Personal information
- Full name: Richard Charteris
- Born: 25 July 1822 Aberlady, East Lothian, Scotland
- Died: 16 March 1874 (aged 51) Westminster, London, England
- Batting: Unknown
- Relations: Hugo Charteris (nephew)

Domestic team information
- 1847: Marylebone Cricket Club

Career statistics
| Competition | First-class |
| Matches | 1 |
| Runs scored | 0 |
| Batting average | 0.00 |
| 100s/50s | –/– |
| Top score | 0* |
| Catches/stumpings | 1/– |
- Source: Cricinfo, 16 September 2021

= Richard Charteris =

Scottish cricketer and British Army officer

The Hon. Richard Charteris (25 July 1822 – 16 March 1874) was a Scottish first-class cricketer and British Army officer.

==Life==
The son of Francis Wemyss-Charteris, 9th Earl of Wemyss, he was born in July 1822 at Aberlady, East Lothian. He entered into the British Army when he purchased the rank of first lieutenant in the Rifle Brigade in October 1842, before purchasing the rank of captain in May 1847. In the summer of 1847, he played a single first-class cricket match for the Marylebone Cricket Club (MCC) against Cambridge University at Lord's. Batting twice in the match, he batted at number eleven and ended the MCC first innings of 84 all out unbeaten without scoring. In their second innings he was dismissed without scoring by William Hammersley.

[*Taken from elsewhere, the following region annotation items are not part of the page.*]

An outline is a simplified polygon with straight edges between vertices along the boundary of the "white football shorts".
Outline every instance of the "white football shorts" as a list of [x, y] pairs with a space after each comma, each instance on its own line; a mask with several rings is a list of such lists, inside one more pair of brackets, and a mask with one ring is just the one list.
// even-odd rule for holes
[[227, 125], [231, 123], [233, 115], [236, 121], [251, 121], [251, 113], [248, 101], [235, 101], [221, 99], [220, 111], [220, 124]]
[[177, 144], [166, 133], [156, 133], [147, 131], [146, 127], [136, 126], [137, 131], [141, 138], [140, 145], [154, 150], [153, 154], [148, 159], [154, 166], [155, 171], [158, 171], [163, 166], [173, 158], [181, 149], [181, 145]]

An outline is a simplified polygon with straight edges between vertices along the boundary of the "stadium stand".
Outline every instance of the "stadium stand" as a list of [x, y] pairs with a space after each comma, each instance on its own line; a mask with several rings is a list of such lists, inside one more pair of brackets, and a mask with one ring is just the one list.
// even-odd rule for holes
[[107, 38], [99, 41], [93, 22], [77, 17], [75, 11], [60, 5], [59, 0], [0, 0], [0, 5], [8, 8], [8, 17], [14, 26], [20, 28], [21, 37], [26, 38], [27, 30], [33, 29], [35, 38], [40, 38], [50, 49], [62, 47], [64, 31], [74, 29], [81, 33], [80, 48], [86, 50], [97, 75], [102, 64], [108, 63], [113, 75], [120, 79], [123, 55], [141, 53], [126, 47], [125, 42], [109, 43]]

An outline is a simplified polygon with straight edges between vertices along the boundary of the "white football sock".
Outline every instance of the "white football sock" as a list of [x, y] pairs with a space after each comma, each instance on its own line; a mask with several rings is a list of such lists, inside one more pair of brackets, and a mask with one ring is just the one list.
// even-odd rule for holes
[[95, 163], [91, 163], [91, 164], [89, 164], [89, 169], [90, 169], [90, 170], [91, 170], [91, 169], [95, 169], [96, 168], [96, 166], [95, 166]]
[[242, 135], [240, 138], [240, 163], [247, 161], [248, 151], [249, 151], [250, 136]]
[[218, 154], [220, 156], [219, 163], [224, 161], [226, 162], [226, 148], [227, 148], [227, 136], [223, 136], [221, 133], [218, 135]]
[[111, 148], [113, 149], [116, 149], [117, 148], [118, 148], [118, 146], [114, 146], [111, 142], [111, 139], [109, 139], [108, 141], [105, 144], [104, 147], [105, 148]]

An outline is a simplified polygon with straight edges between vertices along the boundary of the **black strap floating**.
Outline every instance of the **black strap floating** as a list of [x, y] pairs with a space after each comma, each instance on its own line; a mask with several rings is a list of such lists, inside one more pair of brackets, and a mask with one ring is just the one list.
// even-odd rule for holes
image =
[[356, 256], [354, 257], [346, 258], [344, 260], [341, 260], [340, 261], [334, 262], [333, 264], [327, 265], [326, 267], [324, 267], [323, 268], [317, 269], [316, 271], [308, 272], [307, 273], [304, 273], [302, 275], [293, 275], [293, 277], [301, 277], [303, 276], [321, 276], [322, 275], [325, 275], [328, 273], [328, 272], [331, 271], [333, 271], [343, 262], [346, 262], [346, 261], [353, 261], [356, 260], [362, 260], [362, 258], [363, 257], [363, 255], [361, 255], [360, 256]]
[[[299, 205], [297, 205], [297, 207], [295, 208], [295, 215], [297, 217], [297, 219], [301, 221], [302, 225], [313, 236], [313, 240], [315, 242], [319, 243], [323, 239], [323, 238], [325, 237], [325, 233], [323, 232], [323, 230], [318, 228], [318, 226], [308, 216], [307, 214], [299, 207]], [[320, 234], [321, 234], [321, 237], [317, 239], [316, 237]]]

In the winter of 1847, he was made a lieutenant and captain. By 1854 he had transferred to the Royal Scots Fusiliers, gaining promotion without purchase to captain and lieutenant colonel. He retired from active service in November 1862, before coming out of retirement in June 1864, joining the Grenadier Guards. In May of the same year he was appointed a deputy lieutenant of County Tipperary in Ireland. He had served for many years as the aide de camp to the Duke of Cambridge.

==Death and legacy==
Charteris died at his Grosvenor Square dwelling on the evening of 16 March 1874, having been suffering from an incurable disease. His nephew Hugo Charteris also played first-class cricket.